China, Shanghai company Tianshu Zhixin Semiconductor Co has unveiled their new 7nm GPU is readily available. This follows the new trend of the 7 nanometre chips being developed by American companies Nvidia and AMD. The new chip is a powerful, packing in 24 billion transistors into the very tiny chip. To help put this into context, Nvidia’s GA102 GPU, which is featured in both the RTX 3080 and 3090 graphics boards, contains 28 billion transistors.
This chip is known as “Big Island” (BI), this new Graphical processing unit can output up to 147 TFLOPS of FP16 performance. As Tom’s Hardware points out, that’s certainly competitive with similar products from Nvidia and AMD. Nvidia’s A100 and the AMD Instinct MI100 are capable of 77.97 TFLOPS and 184.6 TFLOPS of FP16 performance, respectively, though the Nvidia A100 also has Tensor cores with an additional 312 TFLOPS of FP16.
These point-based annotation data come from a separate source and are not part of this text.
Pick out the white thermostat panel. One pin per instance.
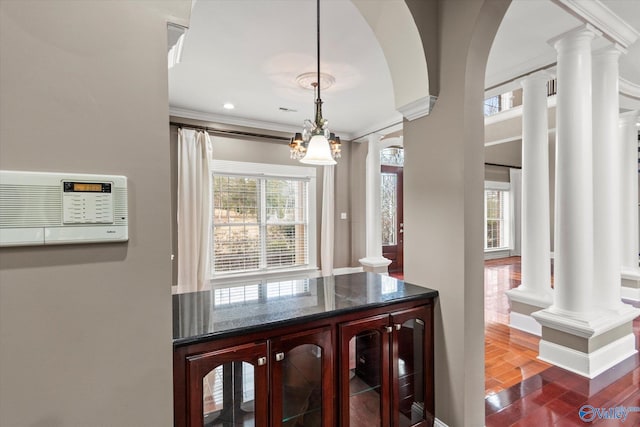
(42, 208)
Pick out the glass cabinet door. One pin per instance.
(364, 372)
(301, 379)
(229, 387)
(412, 368)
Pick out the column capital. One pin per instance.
(612, 49)
(630, 118)
(538, 76)
(572, 38)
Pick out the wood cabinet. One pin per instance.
(357, 352)
(387, 359)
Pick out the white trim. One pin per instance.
(242, 121)
(262, 169)
(266, 170)
(419, 108)
(514, 112)
(592, 364)
(497, 185)
(585, 325)
(628, 88)
(630, 294)
(439, 423)
(385, 127)
(497, 253)
(375, 262)
(600, 16)
(525, 296)
(347, 270)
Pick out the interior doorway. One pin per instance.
(391, 198)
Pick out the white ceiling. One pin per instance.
(249, 53)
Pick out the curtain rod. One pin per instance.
(503, 166)
(229, 132)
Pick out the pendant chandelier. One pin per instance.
(316, 145)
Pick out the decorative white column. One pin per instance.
(578, 334)
(535, 291)
(374, 261)
(629, 171)
(607, 161)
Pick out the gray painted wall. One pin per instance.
(85, 330)
(443, 190)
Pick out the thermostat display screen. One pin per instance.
(87, 187)
(87, 202)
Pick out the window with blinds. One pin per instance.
(497, 214)
(259, 223)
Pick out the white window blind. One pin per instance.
(260, 223)
(497, 218)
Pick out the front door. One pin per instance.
(392, 221)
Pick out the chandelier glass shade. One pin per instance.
(316, 145)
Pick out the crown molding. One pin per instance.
(594, 12)
(419, 108)
(385, 127)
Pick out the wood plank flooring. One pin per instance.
(522, 391)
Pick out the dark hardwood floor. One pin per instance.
(522, 391)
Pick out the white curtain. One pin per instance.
(194, 210)
(327, 227)
(515, 176)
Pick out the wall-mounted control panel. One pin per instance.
(42, 208)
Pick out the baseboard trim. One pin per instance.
(438, 423)
(524, 323)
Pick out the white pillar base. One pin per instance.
(522, 303)
(375, 264)
(589, 345)
(588, 365)
(630, 285)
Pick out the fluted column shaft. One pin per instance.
(373, 217)
(607, 161)
(574, 179)
(536, 269)
(629, 172)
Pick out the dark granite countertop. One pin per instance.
(251, 307)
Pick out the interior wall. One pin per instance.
(358, 186)
(262, 150)
(443, 184)
(86, 329)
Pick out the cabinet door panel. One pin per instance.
(302, 378)
(228, 387)
(412, 365)
(364, 372)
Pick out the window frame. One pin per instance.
(507, 212)
(266, 171)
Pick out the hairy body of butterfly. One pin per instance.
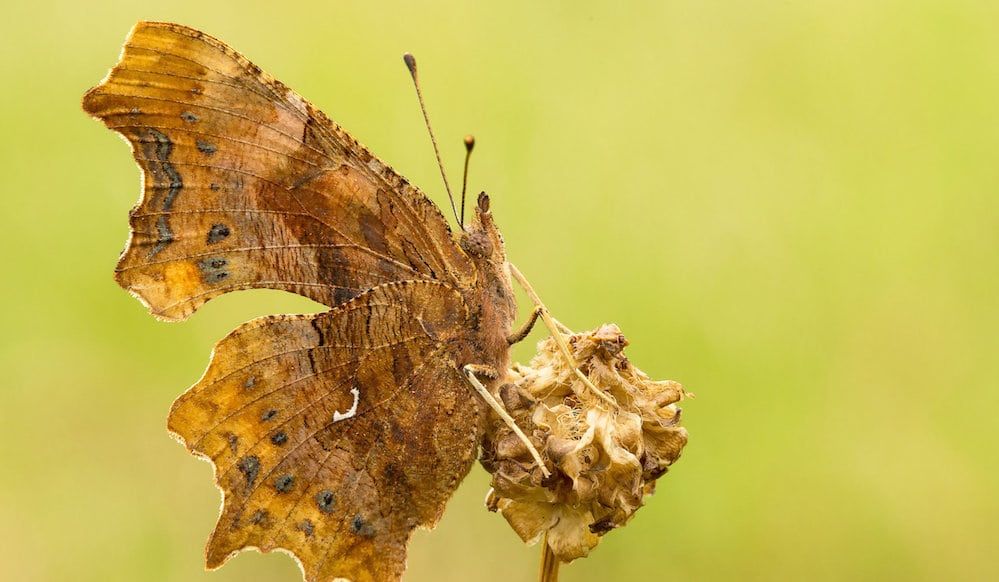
(333, 435)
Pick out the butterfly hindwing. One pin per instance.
(335, 435)
(247, 185)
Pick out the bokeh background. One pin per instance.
(790, 207)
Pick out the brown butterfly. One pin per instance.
(333, 435)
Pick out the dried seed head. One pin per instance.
(604, 461)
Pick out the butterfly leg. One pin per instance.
(470, 371)
(519, 335)
(557, 330)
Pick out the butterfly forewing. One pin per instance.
(247, 185)
(333, 435)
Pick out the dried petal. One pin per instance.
(605, 461)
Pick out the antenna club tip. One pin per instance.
(410, 61)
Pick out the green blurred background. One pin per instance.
(790, 207)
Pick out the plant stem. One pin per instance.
(549, 563)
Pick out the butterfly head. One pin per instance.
(481, 238)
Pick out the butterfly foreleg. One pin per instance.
(557, 330)
(525, 329)
(470, 371)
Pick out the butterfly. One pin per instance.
(333, 435)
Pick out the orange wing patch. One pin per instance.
(247, 185)
(335, 435)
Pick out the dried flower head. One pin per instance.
(604, 461)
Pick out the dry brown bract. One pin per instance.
(605, 461)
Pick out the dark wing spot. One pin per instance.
(284, 483)
(217, 232)
(205, 147)
(325, 500)
(250, 467)
(213, 269)
(259, 517)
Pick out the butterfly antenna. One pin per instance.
(411, 65)
(469, 144)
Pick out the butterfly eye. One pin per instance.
(483, 202)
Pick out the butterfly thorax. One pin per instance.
(491, 298)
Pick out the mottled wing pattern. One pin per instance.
(335, 435)
(247, 185)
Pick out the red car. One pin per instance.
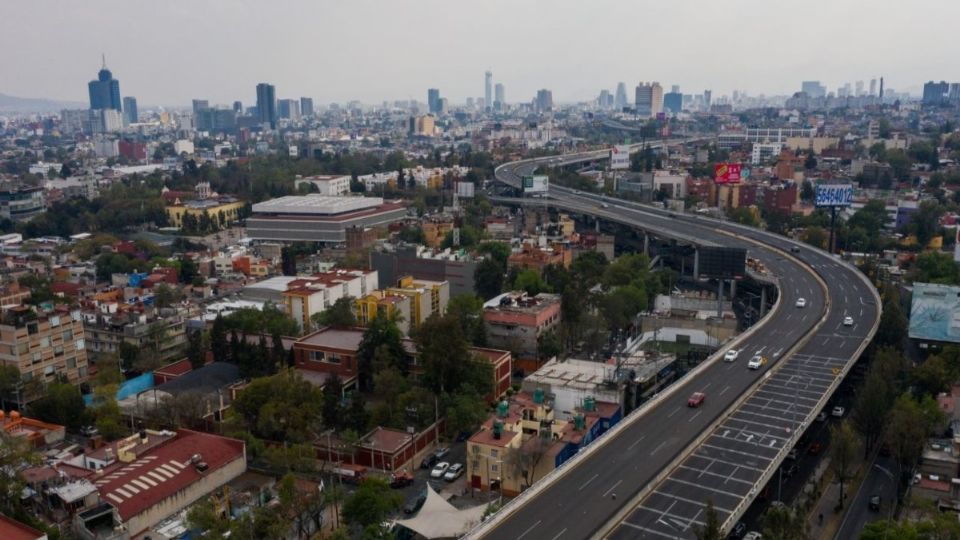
(696, 399)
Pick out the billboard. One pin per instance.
(722, 263)
(834, 195)
(536, 184)
(935, 312)
(727, 173)
(619, 157)
(466, 190)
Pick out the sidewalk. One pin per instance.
(829, 496)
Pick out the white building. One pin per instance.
(330, 185)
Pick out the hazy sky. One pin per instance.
(168, 52)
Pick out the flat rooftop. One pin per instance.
(322, 205)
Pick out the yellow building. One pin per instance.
(426, 298)
(229, 207)
(369, 306)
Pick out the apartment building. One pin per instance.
(44, 344)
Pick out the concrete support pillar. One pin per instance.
(720, 299)
(763, 301)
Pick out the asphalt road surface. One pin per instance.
(729, 466)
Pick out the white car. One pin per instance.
(756, 362)
(454, 472)
(439, 469)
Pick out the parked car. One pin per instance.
(401, 479)
(414, 504)
(439, 469)
(738, 530)
(453, 472)
(696, 399)
(429, 461)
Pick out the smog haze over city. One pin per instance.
(372, 50)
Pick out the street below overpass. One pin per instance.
(652, 477)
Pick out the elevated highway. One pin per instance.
(652, 475)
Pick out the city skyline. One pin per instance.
(862, 45)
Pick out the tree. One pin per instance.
(711, 529)
(371, 503)
(282, 407)
(893, 323)
(218, 340)
(381, 332)
(341, 313)
(442, 352)
(332, 410)
(872, 405)
(488, 278)
(844, 449)
(61, 404)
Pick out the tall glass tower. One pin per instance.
(105, 91)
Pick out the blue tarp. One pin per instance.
(129, 388)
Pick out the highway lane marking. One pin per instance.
(530, 529)
(725, 477)
(587, 482)
(700, 486)
(613, 487)
(657, 449)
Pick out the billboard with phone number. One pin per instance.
(727, 173)
(834, 195)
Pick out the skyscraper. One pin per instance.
(813, 88)
(105, 91)
(306, 106)
(199, 105)
(130, 110)
(488, 89)
(673, 100)
(649, 99)
(433, 100)
(267, 104)
(544, 101)
(620, 100)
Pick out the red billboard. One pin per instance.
(726, 173)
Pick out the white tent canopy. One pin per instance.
(440, 519)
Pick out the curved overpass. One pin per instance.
(651, 476)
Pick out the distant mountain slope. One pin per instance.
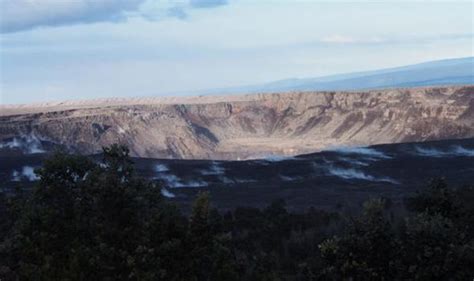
(244, 126)
(458, 71)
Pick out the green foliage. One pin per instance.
(90, 220)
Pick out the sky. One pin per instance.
(52, 50)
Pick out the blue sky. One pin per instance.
(80, 49)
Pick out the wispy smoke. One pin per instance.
(365, 151)
(353, 161)
(214, 169)
(27, 173)
(173, 181)
(453, 151)
(278, 158)
(160, 168)
(28, 144)
(356, 174)
(167, 193)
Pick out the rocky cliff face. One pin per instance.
(241, 127)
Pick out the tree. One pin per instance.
(366, 251)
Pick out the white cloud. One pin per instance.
(18, 15)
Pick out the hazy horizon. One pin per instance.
(53, 50)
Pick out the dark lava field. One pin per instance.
(330, 179)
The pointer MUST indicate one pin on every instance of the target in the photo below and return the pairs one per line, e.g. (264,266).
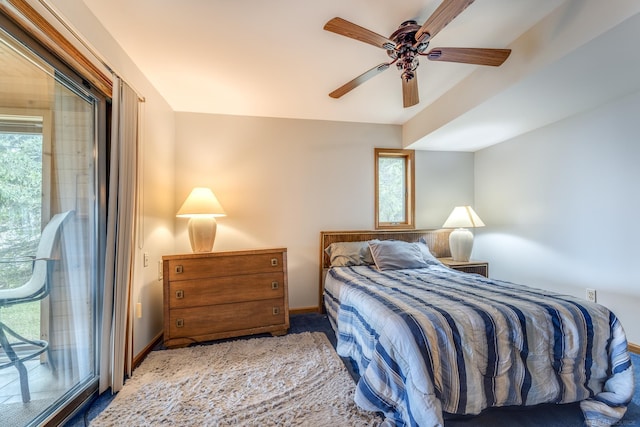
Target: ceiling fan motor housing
(406,52)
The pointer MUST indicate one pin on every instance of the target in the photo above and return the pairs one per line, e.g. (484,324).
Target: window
(394,195)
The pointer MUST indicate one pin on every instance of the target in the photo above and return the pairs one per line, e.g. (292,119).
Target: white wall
(562,205)
(283,181)
(157,128)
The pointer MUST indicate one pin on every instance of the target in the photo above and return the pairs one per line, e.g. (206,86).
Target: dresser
(216,295)
(471,266)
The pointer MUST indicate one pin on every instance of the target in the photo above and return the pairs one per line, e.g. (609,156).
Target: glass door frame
(81,393)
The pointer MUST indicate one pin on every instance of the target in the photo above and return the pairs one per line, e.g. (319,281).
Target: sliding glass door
(49,235)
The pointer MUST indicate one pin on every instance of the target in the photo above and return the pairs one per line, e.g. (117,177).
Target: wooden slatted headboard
(437,240)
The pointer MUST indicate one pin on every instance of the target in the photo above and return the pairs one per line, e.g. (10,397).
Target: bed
(428,340)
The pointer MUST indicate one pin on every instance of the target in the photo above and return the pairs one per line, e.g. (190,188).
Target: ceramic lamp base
(202,233)
(461,244)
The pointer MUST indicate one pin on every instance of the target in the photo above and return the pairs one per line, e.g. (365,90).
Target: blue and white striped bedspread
(433,340)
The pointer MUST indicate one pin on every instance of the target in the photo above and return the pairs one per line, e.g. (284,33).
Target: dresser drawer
(224,265)
(199,321)
(224,290)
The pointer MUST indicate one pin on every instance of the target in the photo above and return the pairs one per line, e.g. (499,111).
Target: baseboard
(303,310)
(145,351)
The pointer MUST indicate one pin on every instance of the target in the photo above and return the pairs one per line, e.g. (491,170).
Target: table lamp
(461,239)
(202,208)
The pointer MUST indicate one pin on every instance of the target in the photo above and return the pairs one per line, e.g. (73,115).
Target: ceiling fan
(409,42)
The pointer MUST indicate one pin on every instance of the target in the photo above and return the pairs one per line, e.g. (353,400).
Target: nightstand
(214,295)
(471,266)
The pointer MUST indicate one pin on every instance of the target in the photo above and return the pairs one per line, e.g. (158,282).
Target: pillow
(346,254)
(396,254)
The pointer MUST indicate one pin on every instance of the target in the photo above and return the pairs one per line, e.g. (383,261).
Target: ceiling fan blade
(439,19)
(410,96)
(349,29)
(479,56)
(358,80)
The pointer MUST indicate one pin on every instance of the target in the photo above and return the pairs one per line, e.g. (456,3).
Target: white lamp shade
(201,207)
(201,202)
(463,217)
(461,239)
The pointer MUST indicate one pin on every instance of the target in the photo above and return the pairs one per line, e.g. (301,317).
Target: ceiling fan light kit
(410,41)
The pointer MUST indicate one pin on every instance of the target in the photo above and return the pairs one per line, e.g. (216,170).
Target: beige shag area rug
(294,380)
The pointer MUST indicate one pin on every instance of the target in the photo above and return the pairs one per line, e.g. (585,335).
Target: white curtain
(117,339)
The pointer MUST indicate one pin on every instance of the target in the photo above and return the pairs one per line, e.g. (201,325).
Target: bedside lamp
(461,239)
(201,207)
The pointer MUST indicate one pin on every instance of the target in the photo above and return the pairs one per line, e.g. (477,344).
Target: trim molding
(145,351)
(27,18)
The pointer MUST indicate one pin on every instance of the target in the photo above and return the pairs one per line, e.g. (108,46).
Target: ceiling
(273,59)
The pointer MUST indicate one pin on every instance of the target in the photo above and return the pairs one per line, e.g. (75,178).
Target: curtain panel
(116,353)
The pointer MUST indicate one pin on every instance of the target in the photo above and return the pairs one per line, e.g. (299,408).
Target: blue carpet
(540,416)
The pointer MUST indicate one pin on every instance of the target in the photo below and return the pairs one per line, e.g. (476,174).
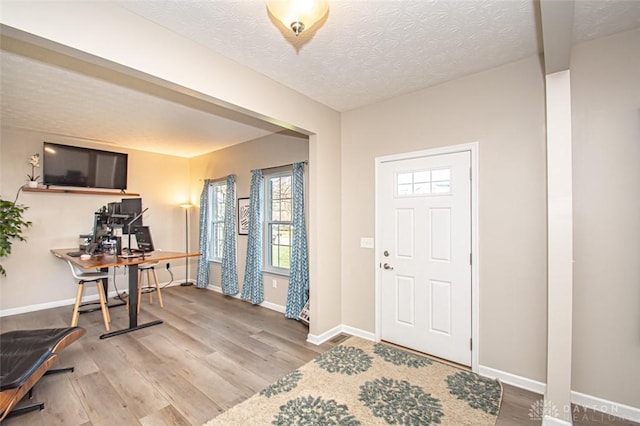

Tianshu Zhixin Semiconductor says Big Island is fabricated on 7nm size. The details provided seem to align with TSMC’s 7nm node, but the foundry partner is not identified and it’s unclear if China has domestic chip production technology in that class. Images of the new GPU imply a multi-chip package with the GPU itself housed with onboard memory or cache. The target market however for the BI chip along with the AMD and Nvidia competition mentioned are all GPUs specifically made for enterprise applications, not desktop PCs or gaming.
The chips are aimed at datacentres who need the raw output power for complex algorithms and lack features you would find on commercial GPU’s aimed at the consumer market. Any GPU for gaming will need a wide array of hardware beyond the computational cores that crank out those TFLOPS, including a full pipeline of texture units, pixel processing and render outputs.
7nm isn’t the smallest chip being worked on either with Korean company Samsung actively working on a new Exynos chip ( Exynos 2100 ) which is infact as small as 5nm which they aim to utilise and power their new flash ship generation of phones for the Galaxy S21.